[Sam and Dean] both have their stories. But I always say that it’s about them coming together, because the story is really not about one or the other; it’s about the bond between them. It’s about this connection of the two of them. The two of them being one unit is for us really what the story is about.

And people online, they get furious – alternately furious and upset – or they throw their arms up because they think we’re focusing on one brother or the other, and some people are Sam fans, and some people are Dean fans.  And in my mind, anyway, you know, they’re both on completely equal footing because the story is about the two of them being intertwined.

Eric Kripke interview with the Chicago Tribune in 2009. Still 100% true in 2016. (X)

Eric Kripke Interview with the Chicago Tribune (August 26, 2009)

When we started out, we were going to make a horror movie every week. It was about the monsters, and it was about Hook Man and Bloody Mary and the urban legends and the boys… honestly, in the beginning, Sam and Dean were an engine to get us in and out of different horror movies every week. Because that’s when “The Ring” was burning up the box office, and so we were really setting out to bring the horror movie esthetic to television.

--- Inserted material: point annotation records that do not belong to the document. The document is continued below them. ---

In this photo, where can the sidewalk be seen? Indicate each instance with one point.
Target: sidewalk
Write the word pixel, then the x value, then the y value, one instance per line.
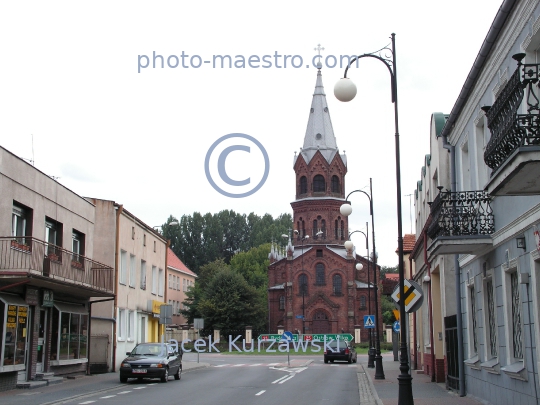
pixel 75 388
pixel 385 392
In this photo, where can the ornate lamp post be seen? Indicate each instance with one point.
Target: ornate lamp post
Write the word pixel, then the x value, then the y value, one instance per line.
pixel 345 90
pixel 346 210
pixel 359 266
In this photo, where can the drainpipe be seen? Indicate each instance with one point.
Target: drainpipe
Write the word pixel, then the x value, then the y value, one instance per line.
pixel 119 209
pixel 461 366
pixel 430 309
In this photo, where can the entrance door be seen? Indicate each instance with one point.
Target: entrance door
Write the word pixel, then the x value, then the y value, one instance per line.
pixel 41 340
pixel 321 324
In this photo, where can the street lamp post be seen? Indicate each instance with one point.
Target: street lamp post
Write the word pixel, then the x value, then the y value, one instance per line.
pixel 303 286
pixel 359 266
pixel 345 90
pixel 346 210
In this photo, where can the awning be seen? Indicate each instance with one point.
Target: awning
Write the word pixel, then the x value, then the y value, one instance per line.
pixel 73 308
pixel 11 299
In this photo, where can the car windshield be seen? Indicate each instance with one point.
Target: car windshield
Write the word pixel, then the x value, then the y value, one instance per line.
pixel 150 350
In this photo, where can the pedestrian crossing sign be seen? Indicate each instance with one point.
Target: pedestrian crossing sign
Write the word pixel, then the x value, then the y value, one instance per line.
pixel 369 321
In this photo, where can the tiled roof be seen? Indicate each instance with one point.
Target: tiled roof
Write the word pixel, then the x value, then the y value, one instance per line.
pixel 174 262
pixel 409 241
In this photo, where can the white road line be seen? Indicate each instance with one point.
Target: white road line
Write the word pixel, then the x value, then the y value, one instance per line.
pixel 279 379
pixel 287 379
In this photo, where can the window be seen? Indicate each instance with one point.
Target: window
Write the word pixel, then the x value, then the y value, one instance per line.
pixel 319 184
pixel 132 271
pixel 335 184
pixel 123 267
pixel 336 282
pixel 363 302
pixel 143 275
pixel 77 246
pixel 319 274
pixel 154 280
pixel 302 284
pixel 21 220
pixel 303 185
pixel 161 282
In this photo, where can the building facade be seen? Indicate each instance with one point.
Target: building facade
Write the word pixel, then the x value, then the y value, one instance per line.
pixel 179 280
pixel 316 288
pixel 482 223
pixel 139 254
pixel 49 275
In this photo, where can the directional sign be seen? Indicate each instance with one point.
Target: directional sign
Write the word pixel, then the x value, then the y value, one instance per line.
pixel 287 336
pixel 369 321
pixel 413 296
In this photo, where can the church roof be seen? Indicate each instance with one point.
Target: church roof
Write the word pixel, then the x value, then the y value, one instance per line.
pixel 319 133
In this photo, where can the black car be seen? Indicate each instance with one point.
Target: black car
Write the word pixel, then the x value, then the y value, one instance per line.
pixel 340 351
pixel 152 360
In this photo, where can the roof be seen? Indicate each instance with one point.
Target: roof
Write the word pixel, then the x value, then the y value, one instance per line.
pixel 409 240
pixel 176 264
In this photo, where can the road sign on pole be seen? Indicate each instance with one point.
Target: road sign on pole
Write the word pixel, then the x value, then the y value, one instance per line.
pixel 369 321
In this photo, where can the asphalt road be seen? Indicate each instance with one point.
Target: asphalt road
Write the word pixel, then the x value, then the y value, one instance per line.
pixel 240 380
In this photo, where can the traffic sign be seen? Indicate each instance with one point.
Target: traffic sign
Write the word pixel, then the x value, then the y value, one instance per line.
pixel 287 336
pixel 369 321
pixel 413 296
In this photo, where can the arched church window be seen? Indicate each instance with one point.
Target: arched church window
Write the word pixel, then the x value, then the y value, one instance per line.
pixel 319 184
pixel 337 284
pixel 302 284
pixel 303 185
pixel 319 274
pixel 335 184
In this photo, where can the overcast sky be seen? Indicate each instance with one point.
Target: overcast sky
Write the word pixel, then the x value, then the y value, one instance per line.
pixel 70 81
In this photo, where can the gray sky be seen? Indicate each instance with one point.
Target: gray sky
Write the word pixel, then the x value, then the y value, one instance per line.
pixel 70 78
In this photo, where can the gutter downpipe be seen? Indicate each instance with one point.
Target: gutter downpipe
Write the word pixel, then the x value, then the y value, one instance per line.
pixel 461 365
pixel 430 307
pixel 119 209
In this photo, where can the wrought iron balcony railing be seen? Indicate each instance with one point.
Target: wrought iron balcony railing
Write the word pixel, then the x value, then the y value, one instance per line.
pixel 27 254
pixel 461 214
pixel 510 130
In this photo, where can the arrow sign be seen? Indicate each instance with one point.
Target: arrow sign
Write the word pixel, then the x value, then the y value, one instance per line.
pixel 369 321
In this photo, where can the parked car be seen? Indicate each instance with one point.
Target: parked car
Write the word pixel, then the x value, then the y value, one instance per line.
pixel 152 360
pixel 340 351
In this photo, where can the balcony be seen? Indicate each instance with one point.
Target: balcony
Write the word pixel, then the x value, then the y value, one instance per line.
pixel 461 222
pixel 513 152
pixel 53 267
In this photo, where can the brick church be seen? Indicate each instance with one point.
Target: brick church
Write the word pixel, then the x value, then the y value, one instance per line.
pixel 316 276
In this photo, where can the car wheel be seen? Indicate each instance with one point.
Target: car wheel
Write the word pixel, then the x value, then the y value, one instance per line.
pixel 165 377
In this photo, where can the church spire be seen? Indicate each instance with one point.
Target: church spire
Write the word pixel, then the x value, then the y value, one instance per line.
pixel 319 133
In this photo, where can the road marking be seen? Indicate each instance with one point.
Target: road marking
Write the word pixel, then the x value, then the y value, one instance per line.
pixel 286 379
pixel 279 379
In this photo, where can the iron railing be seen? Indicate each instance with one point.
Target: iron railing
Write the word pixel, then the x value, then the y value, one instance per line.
pixel 461 213
pixel 510 130
pixel 27 254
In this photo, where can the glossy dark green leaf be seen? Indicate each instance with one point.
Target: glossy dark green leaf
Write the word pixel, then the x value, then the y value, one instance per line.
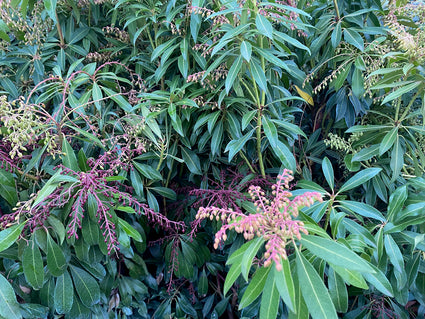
pixel 335 253
pixel 90 231
pixel 32 264
pixel 359 179
pixel 285 285
pixel 379 281
pixel 246 50
pixel 63 294
pixel 270 131
pixel 270 299
pixel 354 38
pixel 9 306
pixel 233 274
pixel 233 73
pixel 363 209
pixel 9 235
pixel 56 262
pixel 50 6
pixel 394 253
pixel 258 75
pixel 397 158
pixel 402 90
pixel 337 291
pixel 249 255
pixel 192 161
pixel 8 187
pixel 235 146
pixel 328 172
pixel 388 140
pixel 86 286
pixel 315 294
pixel 264 26
pixel 366 153
pixel 255 287
pixel 396 203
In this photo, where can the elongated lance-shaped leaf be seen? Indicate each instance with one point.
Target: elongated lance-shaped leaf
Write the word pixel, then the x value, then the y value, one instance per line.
pixel 64 293
pixel 335 253
pixel 233 72
pixel 285 284
pixel 249 255
pixel 359 178
pixel 315 294
pixel 9 307
pixel 32 264
pixel 9 235
pixel 255 287
pixel 86 286
pixel 270 299
pixel 328 172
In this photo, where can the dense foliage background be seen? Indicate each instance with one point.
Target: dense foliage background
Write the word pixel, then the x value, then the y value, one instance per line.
pixel 206 159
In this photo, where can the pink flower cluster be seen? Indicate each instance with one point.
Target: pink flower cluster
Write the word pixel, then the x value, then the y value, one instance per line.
pixel 273 220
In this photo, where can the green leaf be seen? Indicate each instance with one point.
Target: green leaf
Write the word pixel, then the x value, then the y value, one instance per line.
pixel 354 38
pixel 394 253
pixel 366 153
pixel 285 284
pixel 246 50
pixel 249 255
pixel 235 146
pixel 328 172
pixel 283 37
pixel 32 264
pixel 147 171
pixel 337 291
pixel 90 231
pixel 403 90
pixel 129 230
pixel 63 294
pixel 86 286
pixel 56 262
pixel 233 73
pixel 351 277
pixel 397 159
pixel 363 209
pixel 379 281
pixel 315 294
pixel 192 161
pixel 97 96
pixel 232 275
pixel 165 192
pixel 50 6
pixel 388 140
pixel 270 299
pixel 359 178
pixel 57 227
pixel 258 74
pixel 270 131
pixel 9 306
pixel 8 187
pixel 396 202
pixel 9 235
pixel 285 156
pixel 255 287
pixel 264 26
pixel 335 253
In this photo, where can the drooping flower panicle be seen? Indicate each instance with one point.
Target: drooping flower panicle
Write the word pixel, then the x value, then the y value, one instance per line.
pixel 274 219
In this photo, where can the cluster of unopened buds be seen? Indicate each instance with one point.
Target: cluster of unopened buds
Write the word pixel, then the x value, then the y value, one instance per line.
pixel 274 220
pixel 217 20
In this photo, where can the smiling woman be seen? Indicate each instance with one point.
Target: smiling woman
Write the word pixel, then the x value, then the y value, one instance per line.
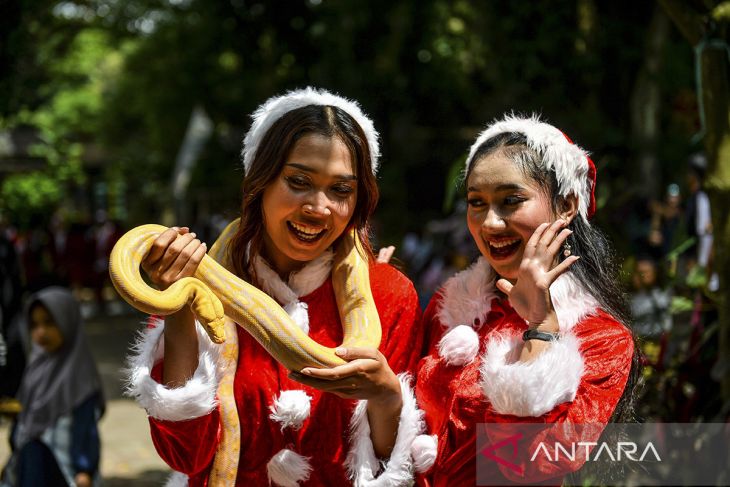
pixel 310 160
pixel 535 331
pixel 310 204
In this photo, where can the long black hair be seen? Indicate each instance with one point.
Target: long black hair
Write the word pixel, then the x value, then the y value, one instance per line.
pixel 597 270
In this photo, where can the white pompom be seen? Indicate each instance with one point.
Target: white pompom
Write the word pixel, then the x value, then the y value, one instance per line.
pixel 288 468
pixel 291 408
pixel 460 345
pixel 298 312
pixel 423 450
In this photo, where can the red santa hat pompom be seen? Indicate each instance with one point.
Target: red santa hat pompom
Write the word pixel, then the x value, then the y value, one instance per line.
pixel 573 169
pixel 274 108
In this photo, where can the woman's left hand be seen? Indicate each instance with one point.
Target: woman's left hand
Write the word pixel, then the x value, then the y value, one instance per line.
pixel 366 375
pixel 530 295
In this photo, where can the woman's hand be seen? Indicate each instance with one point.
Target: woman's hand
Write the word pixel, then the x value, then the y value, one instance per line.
pixel 385 254
pixel 366 375
pixel 530 295
pixel 174 254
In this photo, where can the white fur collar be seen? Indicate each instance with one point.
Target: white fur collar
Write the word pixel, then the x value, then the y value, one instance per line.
pixel 301 283
pixel 468 296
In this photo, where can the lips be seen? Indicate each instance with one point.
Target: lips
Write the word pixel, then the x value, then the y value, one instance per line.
pixel 306 233
pixel 503 248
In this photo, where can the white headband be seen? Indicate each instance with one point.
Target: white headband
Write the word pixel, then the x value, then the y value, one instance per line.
pixel 275 108
pixel 573 168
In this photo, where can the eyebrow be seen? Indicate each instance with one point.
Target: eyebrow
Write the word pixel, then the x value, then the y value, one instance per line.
pixel 501 187
pixel 302 167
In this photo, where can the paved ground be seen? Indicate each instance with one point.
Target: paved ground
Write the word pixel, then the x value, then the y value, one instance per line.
pixel 128 456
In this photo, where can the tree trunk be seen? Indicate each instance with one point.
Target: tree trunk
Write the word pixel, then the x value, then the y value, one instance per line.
pixel 646 106
pixel 716 101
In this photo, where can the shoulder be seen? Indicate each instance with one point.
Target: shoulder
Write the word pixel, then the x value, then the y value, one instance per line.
pixel 600 332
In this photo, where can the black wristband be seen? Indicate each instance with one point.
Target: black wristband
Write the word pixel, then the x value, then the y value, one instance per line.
pixel 545 336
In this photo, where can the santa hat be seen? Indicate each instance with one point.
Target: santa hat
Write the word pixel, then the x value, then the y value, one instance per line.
pixel 574 170
pixel 274 108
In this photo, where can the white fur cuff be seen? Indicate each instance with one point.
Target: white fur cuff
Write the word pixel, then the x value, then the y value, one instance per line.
pixel 196 398
pixel 530 388
pixel 363 466
pixel 177 479
pixel 424 451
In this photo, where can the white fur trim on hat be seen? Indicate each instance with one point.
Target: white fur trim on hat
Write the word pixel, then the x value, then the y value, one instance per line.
pixel 291 408
pixel 459 345
pixel 363 467
pixel 530 388
pixel 274 108
pixel 424 451
pixel 567 160
pixel 177 479
pixel 196 398
pixel 287 468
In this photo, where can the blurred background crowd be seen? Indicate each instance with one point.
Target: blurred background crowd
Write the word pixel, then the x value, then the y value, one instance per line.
pixel 115 113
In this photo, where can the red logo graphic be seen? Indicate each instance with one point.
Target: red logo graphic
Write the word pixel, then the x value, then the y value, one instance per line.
pixel 490 452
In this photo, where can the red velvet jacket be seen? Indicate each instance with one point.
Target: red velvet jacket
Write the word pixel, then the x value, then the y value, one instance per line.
pixel 323 437
pixel 580 379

I would say right around Episode 4 or 5 [of Season 1, executive producer/director] Bob Singer and I were watching the episodes, and we just started saying, “God, those two guys and their chemistry is so much more interesting than the horror movies we’re showing.”

And then we started re-breaking story for that.  And if you look at Season 1, the first half, almost it’s a little repetitive, but it really picks up and catches on right around about, I think, episode seven or eight, when they go home for the first time. That’s when we started realizing that we should play to the strengths of what’s in front of us, which is these two amazing actors who have this unbelievable chemistry. And sure enough, now that’s really, more than anything, that’s what the show’s about.